"Babcia mi zawsze powtarzała, że mężczyzna powinien swoją kobietę na rękach nosić".
Wolność w związku dwojga ludzi to rzecz istotna, bez której trudno o udaną i trwałą relację. Nie można bowiem mieć kogoś na własność przez dwadzieścia cztery godziny na dobę, wysysając z niego siły witalne niczym wampir energetyczny. Czy w związku z tym potrafilibyście przez dziesięć dni nie kontaktować się ze swoją drugą połówką? Po lekturze książki "Mimo wszystko", zaczęłam się nad tym pytaniem głęboko zastanawiać.
Monika Sawicka to absolwentka stosunków międzynarodowych, z wykształcenia i zamiłowania dziennikarz. Jest żoną przedsiębiorcy oraz matką dorosłej już córki Karoliny, posiada dwa psy, dwa koty, dystans do siebie oraz sporo pokory. Autorka znana jest z takich książek jak "Kruchość porcelany", "Demi Sec", "Gra wstępna" czy "Kolejność uczuć". Uwielbia wracać do powieści Williama Whartona pt. "Spóźnieni kochankowie". "Mimo wszystko" to książka, która została wydana po raz pierwszy w 2007 r.

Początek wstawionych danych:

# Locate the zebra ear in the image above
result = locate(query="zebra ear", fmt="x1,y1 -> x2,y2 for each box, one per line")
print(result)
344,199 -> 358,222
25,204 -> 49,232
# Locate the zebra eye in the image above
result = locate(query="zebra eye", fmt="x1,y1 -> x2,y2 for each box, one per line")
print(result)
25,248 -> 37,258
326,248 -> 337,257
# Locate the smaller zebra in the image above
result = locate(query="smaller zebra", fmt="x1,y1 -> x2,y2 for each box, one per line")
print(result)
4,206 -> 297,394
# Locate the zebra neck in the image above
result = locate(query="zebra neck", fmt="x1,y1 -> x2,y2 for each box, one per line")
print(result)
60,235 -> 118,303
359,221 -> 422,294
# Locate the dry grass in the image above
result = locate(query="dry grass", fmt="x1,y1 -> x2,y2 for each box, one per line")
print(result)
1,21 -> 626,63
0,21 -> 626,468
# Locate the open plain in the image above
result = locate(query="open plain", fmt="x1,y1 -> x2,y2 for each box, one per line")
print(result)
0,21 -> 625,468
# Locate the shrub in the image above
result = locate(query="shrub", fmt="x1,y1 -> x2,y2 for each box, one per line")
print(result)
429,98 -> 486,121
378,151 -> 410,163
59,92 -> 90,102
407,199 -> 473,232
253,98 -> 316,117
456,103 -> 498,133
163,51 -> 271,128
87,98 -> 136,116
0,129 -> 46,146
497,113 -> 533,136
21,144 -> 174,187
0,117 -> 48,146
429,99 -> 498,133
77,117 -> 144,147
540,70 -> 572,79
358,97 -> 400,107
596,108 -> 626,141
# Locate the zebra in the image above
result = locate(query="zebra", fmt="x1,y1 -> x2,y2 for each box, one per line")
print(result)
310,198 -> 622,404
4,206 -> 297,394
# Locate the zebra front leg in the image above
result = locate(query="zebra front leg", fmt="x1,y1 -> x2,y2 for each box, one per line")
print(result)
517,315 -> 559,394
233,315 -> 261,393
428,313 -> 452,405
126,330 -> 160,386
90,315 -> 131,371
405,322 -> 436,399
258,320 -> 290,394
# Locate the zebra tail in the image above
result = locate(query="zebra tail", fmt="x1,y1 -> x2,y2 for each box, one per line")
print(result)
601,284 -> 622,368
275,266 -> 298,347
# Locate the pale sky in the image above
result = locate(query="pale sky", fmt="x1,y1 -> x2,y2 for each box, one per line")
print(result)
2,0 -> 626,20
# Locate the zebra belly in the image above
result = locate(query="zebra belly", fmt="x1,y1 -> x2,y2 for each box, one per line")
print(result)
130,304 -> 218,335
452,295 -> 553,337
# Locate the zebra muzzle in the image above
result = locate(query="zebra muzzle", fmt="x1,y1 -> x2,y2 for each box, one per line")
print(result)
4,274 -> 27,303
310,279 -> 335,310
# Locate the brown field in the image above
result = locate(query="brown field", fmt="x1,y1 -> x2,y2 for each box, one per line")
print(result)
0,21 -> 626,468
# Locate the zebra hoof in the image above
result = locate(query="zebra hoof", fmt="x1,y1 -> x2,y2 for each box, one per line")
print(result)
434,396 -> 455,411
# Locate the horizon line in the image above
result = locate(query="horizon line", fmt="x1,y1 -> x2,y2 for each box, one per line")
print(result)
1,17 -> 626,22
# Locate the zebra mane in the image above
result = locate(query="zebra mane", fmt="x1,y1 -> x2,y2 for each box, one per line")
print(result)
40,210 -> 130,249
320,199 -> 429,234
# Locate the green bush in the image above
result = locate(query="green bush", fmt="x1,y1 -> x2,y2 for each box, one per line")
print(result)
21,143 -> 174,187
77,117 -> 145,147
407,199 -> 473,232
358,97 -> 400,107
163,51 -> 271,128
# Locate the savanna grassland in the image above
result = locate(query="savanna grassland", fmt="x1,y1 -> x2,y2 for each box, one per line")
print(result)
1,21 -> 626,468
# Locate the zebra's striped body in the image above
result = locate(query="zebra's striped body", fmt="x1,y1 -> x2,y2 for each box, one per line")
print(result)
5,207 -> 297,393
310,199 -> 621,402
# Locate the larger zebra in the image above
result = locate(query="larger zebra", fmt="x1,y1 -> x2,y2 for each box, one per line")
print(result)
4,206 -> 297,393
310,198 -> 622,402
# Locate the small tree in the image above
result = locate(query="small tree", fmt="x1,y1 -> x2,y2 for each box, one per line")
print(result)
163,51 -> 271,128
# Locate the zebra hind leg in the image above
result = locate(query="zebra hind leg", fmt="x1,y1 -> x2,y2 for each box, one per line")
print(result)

Natalia zostaje porzucona. Porzucona na 10 dni, w czasie których ma nie kontaktować się z mężczyzną jej życia. Bohaterka za namową przyjaciółki Duśki wyjeżdża do Zakopanego, by tam przetrwać najokropniejsze chwile w jej obecnej egzystencji. Dziewczyny na miejscu poznają dwóch atrakcyjnych mężczyzn – Apollo i Amira. Czas spędzony w górach zmienia niemal wszystko.
W okładce, wznowionej w grudniu powieści Moniki Sawickiej, nie sposób się nie zakochać – to bowiem istne, marketingowe mistrzostwo świata. Na szczęście, w tym przypadku, wrażenie spotęgowane okładką idzie w parze z treścią książki, która może stać się zarówno lekkim czytadłem na leniwe popołudnie, jak i utworem skłaniającym do głębokich przemyśleń, do swoistego rachunku sumienia. Jak bowiem pokazuje Monika Sawicka na przykładzie zaborczej Natalii, zbyt często ulegamy pokusie swoistego zagarniania przestrzeni życiowej osób nam bliskich. I co najgorsze – nie dostrzegamy tej zaborczości aż do momentu, gdy jest już za późno. Bohaterka bowiem początkowo nie potrafi przeżyć nawet jednej godziny bez myśli o ukochanym, bez telefonu do niego, bez rozmowy - i dopiero uświadamiając sobie ten fakt, stwierdza, iż nie jest to zdrowe dla jej umysłu i komfortu drugiej połówki. Myślę, że wiele czytelniczek historia Natalii skłoni do wewnętrznych przemyśleń oraz do analizy własnego zachowania. Mnie skłoniła i to dość głęboko.
"Mimo wszystko" to jak wskazuje tytuł, mimo wszystko bardzo optymistyczna lektura, bowiem Monika Sawicka udowadnia, że człowiek nigdy do końca nie zna swoich możliwości dopóki nie zajdzie potrzeba ich użycia. Natalia bowiem w ciągu jedynie dziesięciu dni odkrywa w sobie pokłady niezliczonej energii, która odpowiednio wykorzystana, pomaga także innym. To optymistyczna lektura bo ukazująca także siłę przyjaźni oraz to, że warto pomagać innym, a dobro wróci do nas ze zdwojoną siłą. Optymistyczna, bo napisana z wielkim poczuciem humoru, potrafiąca rozbawić do łez. Krótka, mająca zaledwie trochę ponad dwieście stron, napisanych dość dużą czcionką.
Monika Sawicka wplata w nieco banalną fabułę swojego dzieła, wiersze Rafała Wojaczka, wprowadzając tym samym nieco psychodelizmu w całą tę historię i równocześnie zaskakując w ten sposób czytelnika. "Mimo wszystko" to książka w swej banalności niebanalna. Polecam.